Posted by azreen | Posted in Uncategorized | Posted on 03-06-2011
Okay, I’ve been making mistakes with organizing my blog entries and there are some identical IDs in the list. I keep giving myself problems that I can’t fix. Anyway, i’m just happy to be blogging, especially when there have been lots of things i’ve been thinking about but I didn’t know how to put it on paper! It’s really not fun when you feel something and when you want to type it you just can’t seem to find the words. Actually, when I feel it. Cause it doesn’t happen to anyone else. I don’t mean for my life to be this complicated, it just is. And that’s a whole different issue altogether.
So another thing I was thinking about was how my life when I was younger involved a lot of tv. I’m definitely not proud of that, which is what brings me to talk about it here. I didn’t realise how much of my life it would take up at the time, and now looking back on it, I really wish I didn’t watch so much tv. I was 12 when I started watching Charmed cause a few of my classmates were talking about it. The sad thing is, I actually still like it. It’s just that I don’t like that I like it.
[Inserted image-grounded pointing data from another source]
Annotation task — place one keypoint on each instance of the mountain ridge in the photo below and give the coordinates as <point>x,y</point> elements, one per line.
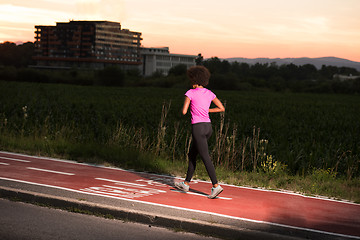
<point>317,62</point>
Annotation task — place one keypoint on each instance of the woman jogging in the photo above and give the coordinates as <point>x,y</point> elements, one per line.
<point>199,100</point>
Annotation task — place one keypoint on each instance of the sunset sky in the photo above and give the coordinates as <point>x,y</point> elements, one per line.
<point>227,28</point>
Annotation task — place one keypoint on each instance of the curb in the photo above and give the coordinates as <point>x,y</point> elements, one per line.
<point>176,223</point>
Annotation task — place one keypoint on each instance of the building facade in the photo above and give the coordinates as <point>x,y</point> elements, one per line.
<point>161,60</point>
<point>87,44</point>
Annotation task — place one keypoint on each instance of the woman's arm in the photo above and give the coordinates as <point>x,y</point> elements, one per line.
<point>186,105</point>
<point>219,106</point>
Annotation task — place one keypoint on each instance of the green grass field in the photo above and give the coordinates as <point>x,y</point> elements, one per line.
<point>301,142</point>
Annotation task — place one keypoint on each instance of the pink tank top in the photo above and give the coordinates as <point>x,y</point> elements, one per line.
<point>200,101</point>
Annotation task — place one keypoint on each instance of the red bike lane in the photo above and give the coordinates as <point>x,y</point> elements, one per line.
<point>247,204</point>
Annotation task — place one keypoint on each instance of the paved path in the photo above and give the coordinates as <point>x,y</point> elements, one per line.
<point>339,219</point>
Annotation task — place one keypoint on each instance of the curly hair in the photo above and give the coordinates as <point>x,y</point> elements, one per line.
<point>199,75</point>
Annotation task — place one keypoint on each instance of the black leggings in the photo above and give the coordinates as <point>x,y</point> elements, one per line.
<point>201,132</point>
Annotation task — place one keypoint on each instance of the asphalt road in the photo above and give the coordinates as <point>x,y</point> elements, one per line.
<point>25,221</point>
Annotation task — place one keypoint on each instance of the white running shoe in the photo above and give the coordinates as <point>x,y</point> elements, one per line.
<point>215,192</point>
<point>182,186</point>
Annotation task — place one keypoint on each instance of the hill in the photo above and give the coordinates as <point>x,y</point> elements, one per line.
<point>317,62</point>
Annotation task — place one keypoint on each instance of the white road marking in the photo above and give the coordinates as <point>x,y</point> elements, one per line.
<point>14,159</point>
<point>50,171</point>
<point>199,194</point>
<point>158,175</point>
<point>150,190</point>
<point>187,209</point>
<point>120,182</point>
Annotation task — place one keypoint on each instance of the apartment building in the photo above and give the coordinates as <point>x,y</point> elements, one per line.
<point>87,44</point>
<point>161,60</point>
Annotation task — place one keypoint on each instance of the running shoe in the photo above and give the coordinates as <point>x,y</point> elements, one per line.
<point>182,186</point>
<point>215,192</point>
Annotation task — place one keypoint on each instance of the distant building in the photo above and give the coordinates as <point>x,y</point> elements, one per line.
<point>161,60</point>
<point>87,44</point>
<point>345,77</point>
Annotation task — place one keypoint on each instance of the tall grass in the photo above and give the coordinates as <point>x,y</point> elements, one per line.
<point>260,132</point>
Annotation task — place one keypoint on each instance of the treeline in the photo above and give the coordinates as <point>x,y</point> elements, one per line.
<point>15,59</point>
<point>289,77</point>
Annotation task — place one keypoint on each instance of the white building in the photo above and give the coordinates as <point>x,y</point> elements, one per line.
<point>161,60</point>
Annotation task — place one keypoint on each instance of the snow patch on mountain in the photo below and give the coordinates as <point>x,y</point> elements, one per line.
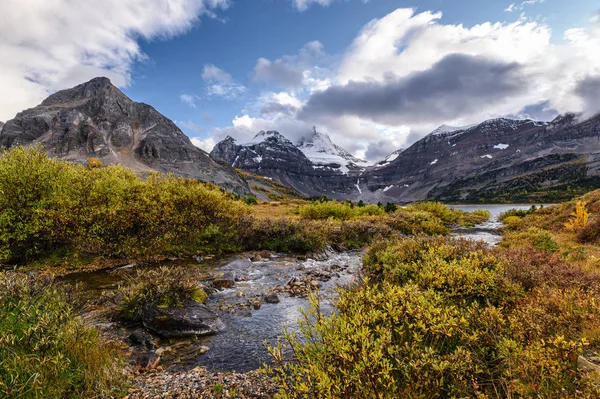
<point>390,157</point>
<point>323,153</point>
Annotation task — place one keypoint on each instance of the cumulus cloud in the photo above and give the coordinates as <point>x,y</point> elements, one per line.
<point>406,73</point>
<point>277,72</point>
<point>518,60</point>
<point>455,86</point>
<point>221,84</point>
<point>302,5</point>
<point>292,71</point>
<point>48,45</point>
<point>588,90</point>
<point>189,125</point>
<point>189,99</point>
<point>520,6</point>
<point>206,144</point>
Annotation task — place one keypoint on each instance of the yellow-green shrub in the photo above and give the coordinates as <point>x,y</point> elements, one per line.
<point>443,318</point>
<point>532,237</point>
<point>337,210</point>
<point>46,351</point>
<point>48,205</point>
<point>164,286</point>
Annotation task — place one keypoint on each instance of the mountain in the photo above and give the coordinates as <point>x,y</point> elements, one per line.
<point>497,160</point>
<point>323,153</point>
<point>272,155</point>
<point>96,119</point>
<point>390,157</point>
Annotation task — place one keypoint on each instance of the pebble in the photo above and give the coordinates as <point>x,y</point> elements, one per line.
<point>199,383</point>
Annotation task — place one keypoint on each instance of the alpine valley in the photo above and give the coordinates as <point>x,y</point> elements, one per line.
<point>498,160</point>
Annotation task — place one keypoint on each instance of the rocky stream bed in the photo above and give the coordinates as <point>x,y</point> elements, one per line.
<point>252,298</point>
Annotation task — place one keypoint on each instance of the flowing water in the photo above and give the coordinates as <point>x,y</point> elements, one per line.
<point>487,231</point>
<point>241,346</point>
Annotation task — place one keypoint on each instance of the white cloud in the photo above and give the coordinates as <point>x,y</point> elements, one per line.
<point>294,71</point>
<point>520,6</point>
<point>302,5</point>
<point>189,99</point>
<point>221,84</point>
<point>189,125</point>
<point>48,45</point>
<point>205,144</point>
<point>212,73</point>
<point>403,43</point>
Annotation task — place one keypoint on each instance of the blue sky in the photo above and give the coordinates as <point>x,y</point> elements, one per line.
<point>221,67</point>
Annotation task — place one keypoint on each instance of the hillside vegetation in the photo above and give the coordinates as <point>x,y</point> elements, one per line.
<point>58,212</point>
<point>436,317</point>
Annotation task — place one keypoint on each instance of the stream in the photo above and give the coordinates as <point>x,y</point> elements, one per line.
<point>241,346</point>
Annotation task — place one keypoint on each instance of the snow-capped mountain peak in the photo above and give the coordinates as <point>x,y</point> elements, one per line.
<point>270,135</point>
<point>444,129</point>
<point>319,148</point>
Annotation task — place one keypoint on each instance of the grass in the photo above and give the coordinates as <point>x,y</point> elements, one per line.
<point>443,318</point>
<point>46,351</point>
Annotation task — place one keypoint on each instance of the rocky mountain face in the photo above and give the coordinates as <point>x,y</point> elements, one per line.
<point>272,155</point>
<point>323,153</point>
<point>95,119</point>
<point>498,159</point>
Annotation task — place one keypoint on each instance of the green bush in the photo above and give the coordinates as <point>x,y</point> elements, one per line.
<point>48,206</point>
<point>532,237</point>
<point>164,287</point>
<point>337,210</point>
<point>518,212</point>
<point>46,351</point>
<point>449,216</point>
<point>444,318</point>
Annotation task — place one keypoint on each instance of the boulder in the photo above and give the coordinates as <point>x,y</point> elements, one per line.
<point>148,361</point>
<point>222,283</point>
<point>192,318</point>
<point>272,298</point>
<point>238,264</point>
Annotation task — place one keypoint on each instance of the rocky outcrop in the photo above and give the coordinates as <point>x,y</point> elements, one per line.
<point>496,159</point>
<point>192,318</point>
<point>272,155</point>
<point>96,119</point>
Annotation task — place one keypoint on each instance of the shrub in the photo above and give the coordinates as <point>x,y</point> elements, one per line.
<point>93,163</point>
<point>532,237</point>
<point>46,351</point>
<point>443,318</point>
<point>579,218</point>
<point>520,213</point>
<point>48,206</point>
<point>164,287</point>
<point>390,207</point>
<point>590,233</point>
<point>534,268</point>
<point>512,222</point>
<point>337,210</point>
<point>461,269</point>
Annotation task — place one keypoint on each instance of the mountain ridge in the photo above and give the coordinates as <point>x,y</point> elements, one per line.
<point>484,160</point>
<point>96,119</point>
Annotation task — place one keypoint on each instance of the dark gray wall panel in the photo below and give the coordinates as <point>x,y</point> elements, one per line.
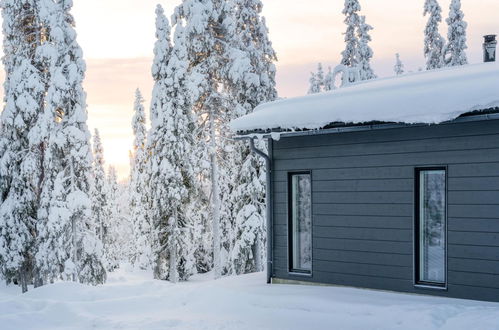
<point>363,212</point>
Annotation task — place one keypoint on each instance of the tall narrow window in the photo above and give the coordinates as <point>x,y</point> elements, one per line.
<point>431,251</point>
<point>300,223</point>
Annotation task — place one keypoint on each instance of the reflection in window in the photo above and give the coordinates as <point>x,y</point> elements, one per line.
<point>432,223</point>
<point>301,223</point>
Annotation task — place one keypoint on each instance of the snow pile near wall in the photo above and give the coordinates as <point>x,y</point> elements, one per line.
<point>132,301</point>
<point>428,97</point>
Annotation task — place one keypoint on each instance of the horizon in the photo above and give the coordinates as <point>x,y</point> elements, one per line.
<point>119,53</point>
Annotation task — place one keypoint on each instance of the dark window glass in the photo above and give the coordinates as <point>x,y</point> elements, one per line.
<point>301,223</point>
<point>432,227</point>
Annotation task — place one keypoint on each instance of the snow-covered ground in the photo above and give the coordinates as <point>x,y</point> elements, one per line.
<point>134,301</point>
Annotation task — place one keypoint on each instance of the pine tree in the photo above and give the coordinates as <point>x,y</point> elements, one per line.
<point>434,43</point>
<point>399,66</point>
<point>352,20</point>
<point>113,251</point>
<point>21,140</point>
<point>162,54</point>
<point>68,151</point>
<point>99,196</point>
<point>138,188</point>
<point>455,52</point>
<point>204,38</point>
<point>247,200</point>
<point>365,52</point>
<point>329,80</point>
<point>162,51</point>
<point>172,168</point>
<point>316,80</point>
<point>314,87</point>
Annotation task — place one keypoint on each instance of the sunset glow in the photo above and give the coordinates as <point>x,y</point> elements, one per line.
<point>117,37</point>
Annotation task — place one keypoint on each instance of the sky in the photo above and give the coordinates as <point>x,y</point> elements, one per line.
<point>117,37</point>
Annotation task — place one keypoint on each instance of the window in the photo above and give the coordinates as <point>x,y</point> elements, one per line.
<point>431,223</point>
<point>300,223</point>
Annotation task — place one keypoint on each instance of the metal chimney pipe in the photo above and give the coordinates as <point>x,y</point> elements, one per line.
<point>489,48</point>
I mean, some of the episodes didn’t feel like it was sticking to the storyline, and there were a lot of rules that seemed to have been bent. But my point is, I wish I don’t miss a show. That’s not something I want to miss. I want to look back on my life and miss something that’s more fun than that. The show felt a lot of times really heartwarming and touching, and I was so sad that it ended. I was like ‘it’s the end of an era’. I actually followed a show for over 4 years. Today, no one does that. There’s always a hot new show that just premiered in the US.
Which brings me to talk about them and their culture. With all the hip-hop and rap and the swearing. I know that I swear, but i’ve been trying to reduce it, and when they swear it’s really different. What I really hate right now is that Beyonce is not only being mentioned on my blog, and voluntarily by me, but so is her song, and especially how it’s dominating charts and radiowaves! I hate her but ‘Run the World (Girls)’ was kind of catchy. But I will never like something so stupid. Why must she do this! I don’t want to know about her or her life!
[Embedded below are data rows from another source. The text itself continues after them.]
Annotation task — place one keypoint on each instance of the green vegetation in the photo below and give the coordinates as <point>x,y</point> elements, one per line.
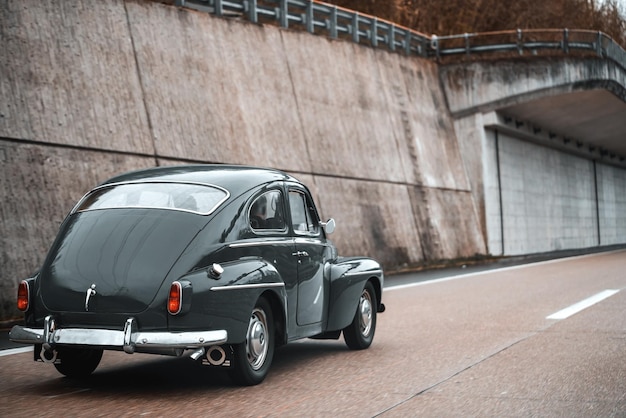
<point>472,16</point>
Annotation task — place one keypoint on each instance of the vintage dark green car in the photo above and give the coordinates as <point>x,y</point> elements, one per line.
<point>219,263</point>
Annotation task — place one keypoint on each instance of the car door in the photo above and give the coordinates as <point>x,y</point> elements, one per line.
<point>312,253</point>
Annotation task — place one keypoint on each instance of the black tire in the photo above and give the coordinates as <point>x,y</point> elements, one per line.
<point>360,333</point>
<point>77,362</point>
<point>253,357</point>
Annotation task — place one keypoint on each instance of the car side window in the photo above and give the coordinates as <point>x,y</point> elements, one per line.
<point>303,218</point>
<point>266,212</point>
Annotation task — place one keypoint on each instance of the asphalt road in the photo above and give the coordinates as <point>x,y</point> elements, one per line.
<point>513,341</point>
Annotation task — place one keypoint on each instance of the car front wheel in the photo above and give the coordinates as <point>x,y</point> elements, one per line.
<point>254,356</point>
<point>77,362</point>
<point>360,333</point>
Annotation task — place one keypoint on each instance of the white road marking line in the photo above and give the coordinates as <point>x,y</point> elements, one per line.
<point>583,304</point>
<point>478,273</point>
<point>11,351</point>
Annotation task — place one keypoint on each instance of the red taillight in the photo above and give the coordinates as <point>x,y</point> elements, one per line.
<point>175,300</point>
<point>23,296</point>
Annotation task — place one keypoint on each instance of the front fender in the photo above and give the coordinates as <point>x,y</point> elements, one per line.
<point>225,302</point>
<point>347,280</point>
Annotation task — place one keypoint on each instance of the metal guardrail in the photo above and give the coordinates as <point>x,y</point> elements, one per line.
<point>338,23</point>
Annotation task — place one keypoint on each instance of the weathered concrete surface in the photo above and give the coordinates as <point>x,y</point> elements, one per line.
<point>69,76</point>
<point>38,185</point>
<point>393,147</point>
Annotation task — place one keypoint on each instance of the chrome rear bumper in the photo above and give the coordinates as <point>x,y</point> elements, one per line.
<point>130,340</point>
Anyway, back to the topic of hot new shows. At one time I really liked watching Miranda. It’s really funny. I can’t watch it anymore I don’t know if it’s still running. My point is, I would much rather watch Miranda than like One Tree Hill. I really don’t like that I liked watching 90210. That’s so superficial! And the worst thing is, that even though new shows keep premiering, they’re of the same genre to fill the same role in the industry and hence society, and most of the time they displace a similar show’s time slot anyway! A lot of my sentences don’t really read very eloquently but I don’t know how else to put it. This is how my life is right now I can’t believe it’s come to this. And, in the first place I never did do well in grammar.
I wish I could be someone who just doesn’t watch tv or listen to the radio at all.